Orzeczenie Sądu Apelacyjnego komentowane było jako nowa jakość w ponad 10-letniej historii rozpatrywania tej sprawy w sądach. Sąd zwrócił m.in. uwagę, że górnicy, którzy zdecydowali się stawić opór milicji, walczyli o dobro całego społeczeństwa; chcieli, aby proces demokratyzacji w Polsce nie upadł. Działając w dobrej wierze, mieli świadomość, że milicja łamie prawo, pacyfikując kopalnie. Zdaniem sądu, milicjanci strzelający do górników przekroczyli swoje uprawnienia.
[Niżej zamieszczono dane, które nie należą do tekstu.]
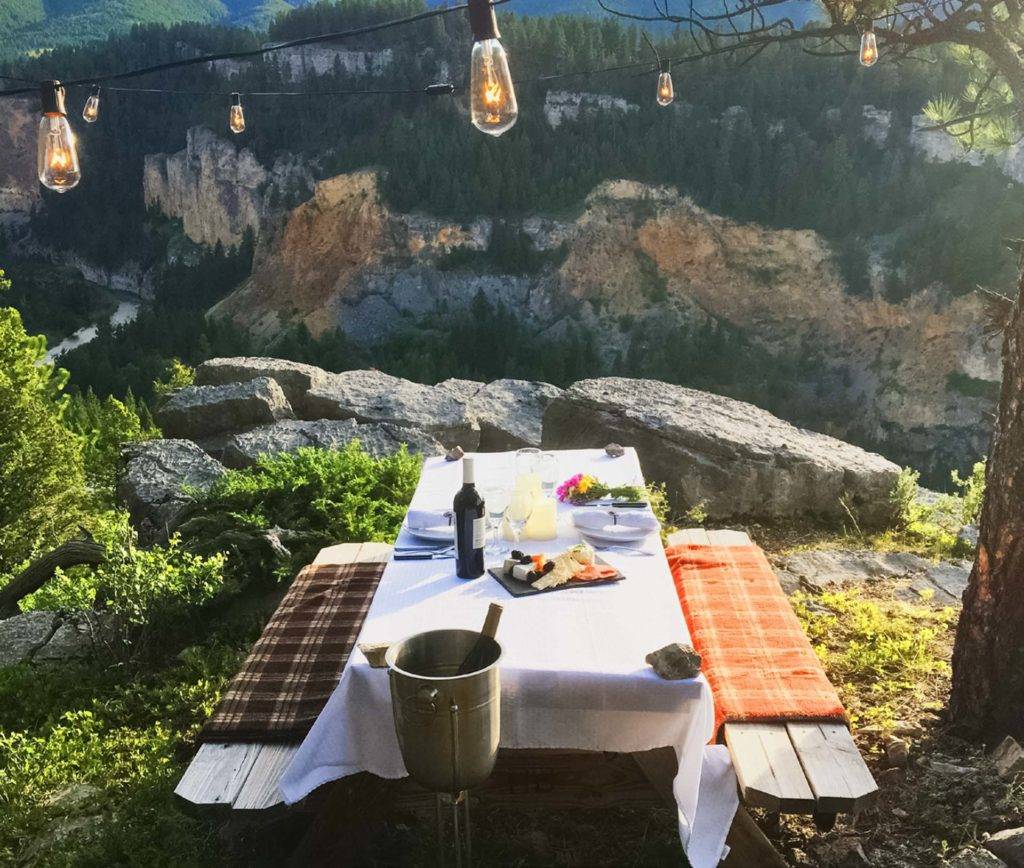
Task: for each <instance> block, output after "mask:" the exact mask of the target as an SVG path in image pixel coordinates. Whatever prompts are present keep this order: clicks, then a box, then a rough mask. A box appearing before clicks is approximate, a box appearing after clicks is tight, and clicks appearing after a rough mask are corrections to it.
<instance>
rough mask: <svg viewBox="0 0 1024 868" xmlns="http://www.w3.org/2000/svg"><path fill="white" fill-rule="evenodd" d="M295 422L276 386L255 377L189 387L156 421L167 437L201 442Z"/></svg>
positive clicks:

TRZECI PROCES BYŁYCH ZOMOWCÓW
We wrześniu ubiegłego roku rozpoczął się trzeci proces. Na ławie oskarżonych zasiadło 17 oskarżonych. Mniej niż poprzednio, bo trzech, którzy odpowiadali w pierwszych procesach, prawomocnie uniewinniono, a dwaj inni zmarli. Od początku 2003 roku IPN ściga też listami gończymi dwóch kolejnych b. milicjantów, którzy w ogóle nie zasiedli na ławie oskarżonych, bo w początkach lat 90., wyjechali z Polski. Dziś obaj są obywatelami niemieckimi.
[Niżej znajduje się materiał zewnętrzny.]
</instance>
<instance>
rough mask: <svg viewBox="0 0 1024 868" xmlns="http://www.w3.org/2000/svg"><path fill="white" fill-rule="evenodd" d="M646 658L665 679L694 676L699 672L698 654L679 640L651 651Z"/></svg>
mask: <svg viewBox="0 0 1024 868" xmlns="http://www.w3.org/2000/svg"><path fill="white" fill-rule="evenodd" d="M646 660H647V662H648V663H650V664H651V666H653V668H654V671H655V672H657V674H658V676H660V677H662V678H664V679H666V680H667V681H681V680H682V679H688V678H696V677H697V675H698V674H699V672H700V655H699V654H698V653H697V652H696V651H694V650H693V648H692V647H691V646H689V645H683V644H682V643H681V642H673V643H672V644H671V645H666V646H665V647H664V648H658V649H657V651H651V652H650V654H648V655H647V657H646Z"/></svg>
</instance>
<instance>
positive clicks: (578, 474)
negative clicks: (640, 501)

Według wstępnych ocen przedstawicieli składu sędziowskiego w trzecim procesie, jeżeli nie pojawią się niespodziewane utrudnienia, może on zakończyć się wiosną przyszłego roku. Dotychczas sąd przesłuchał już bardzo wielu świadków, wśród nich m.in. Jacka Jaworskiego, który w 1982 roku zorganizował obóz wspinaczkowy dla funkcjonariuszy ZOMO i był współautorem tzw. raportu taterników - dowodu, który pojawił się dopiero w drugim procesie. Podczas obozu zomowcy mieli opowiadać taternikom o tym, jak strzelali do górników. Jaworski zeznał, że sygnał do otwarcia ognia w kopalni "Wujek" dał dowódca plutonu specjalnego ZOMO Romuald C. Według świadka, C. był jednym z 2-3 członków plutonu specjalnego, którzy strzelali, żeby zabić, inni mieli strzelać w powietrze. Jak zapewniają taternicy, ich raport miał trafić do szefów podziemnej "S", głównie do ukrywającego się Zbigniewa Bujaka.
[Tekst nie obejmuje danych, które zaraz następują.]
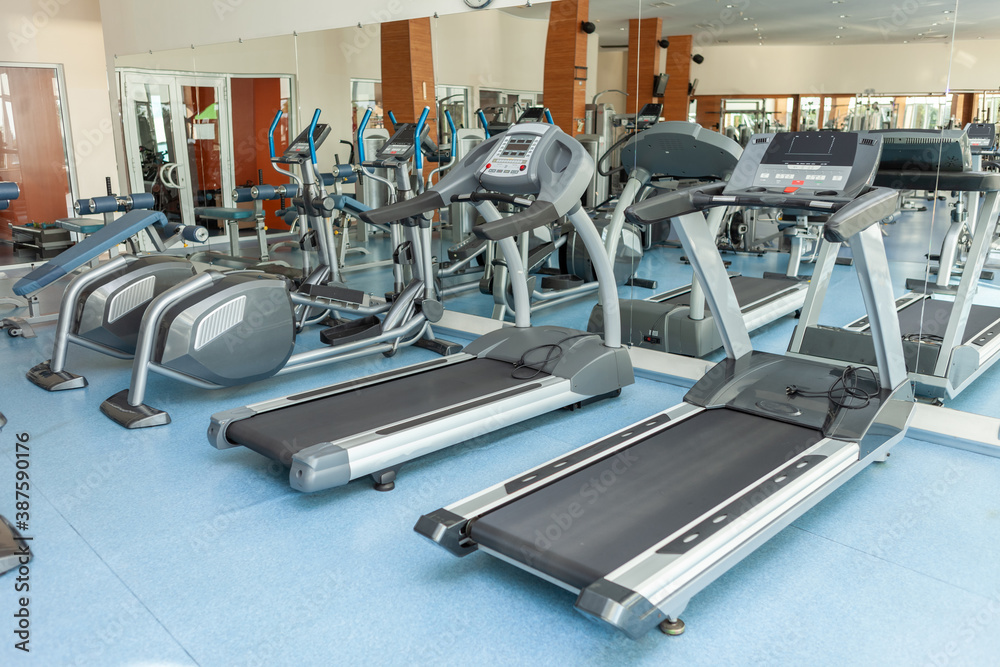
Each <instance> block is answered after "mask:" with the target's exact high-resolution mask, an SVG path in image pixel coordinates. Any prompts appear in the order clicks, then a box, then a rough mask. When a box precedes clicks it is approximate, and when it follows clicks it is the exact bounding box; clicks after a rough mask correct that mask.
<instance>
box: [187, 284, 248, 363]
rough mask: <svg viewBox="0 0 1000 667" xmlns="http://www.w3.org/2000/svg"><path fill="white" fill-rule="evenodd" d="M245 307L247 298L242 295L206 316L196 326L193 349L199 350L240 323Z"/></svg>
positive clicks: (246, 297) (210, 342) (242, 320)
mask: <svg viewBox="0 0 1000 667" xmlns="http://www.w3.org/2000/svg"><path fill="white" fill-rule="evenodd" d="M246 305H247V297H246V295H245V294H244V295H242V296H239V297H237V298H235V299H233V300H232V301H228V302H226V303H224V304H222V305H221V306H219V307H218V308H216V309H215V310H213V311H212V312H210V313H209V314H208V315H206V316H205V318H204V319H203V320H202V321H201V324H199V325H198V331H197V333H196V334H195V337H194V349H195V350H200V349H201V348H203V347H205V346H206V345H208V344H209V343H211V342H212V341H213V340H215V339H216V338H218V337H219V336H221V335H222V334H224V333H226V332H227V331H229V330H230V329H232V328H233V327H235V326H236V325H237V324H239V323H240V322H242V321H243V313H244V311H245V310H246Z"/></svg>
W trzecim procesie, podobnie jak w dwóch poprzednich, zostali również przesłuchani autorzy stanu wojennego: generałowie Wojciech Jaruzelski i były szef MSW Czesław Kiszczak.
Pierwszy z nich mówił m.in., że podczas pacyfikacji śląskich kopalń oddano strzały ostrzegawcze, nie było to działanie z premedytacją. Tragedię ocenił jako efekt splotu nieszczęśliwych okoliczności. Wyraził ubolewanie i współczucie rodzinom ofiar oraz samym poszkodowanym w tamtych wydarzeniach. Kiszczak natomiast zeznał, że nie wyraził zgody na użycie broni w czasie pacyfikacji kopalni, a kiedy sytuacja w tym zakładzie stała się dramatyczna, nakazał wycofanie milicji.
PROCES GENERAŁA KISZCZAKA
Za przyczynienie się do śmierci górników z "Wujka" Kiszczak odpowiadał w odrębnym procesie. W marcu ubiegłego roku warszawski Sąd Okręgowy uznał go winnym i skazał na dwa lata więzienia w zawieszeniu. W lutym tego roku Sąd Apelacyjny uchylił jednak ten wyrok i zwrócił sprawę Sądowi Okręgowemu do ponownego rozpatrzenia, zwracając m.in. uwagę na konieczność przeanalizowania jej w aspekcie zbrodni komunistycznej.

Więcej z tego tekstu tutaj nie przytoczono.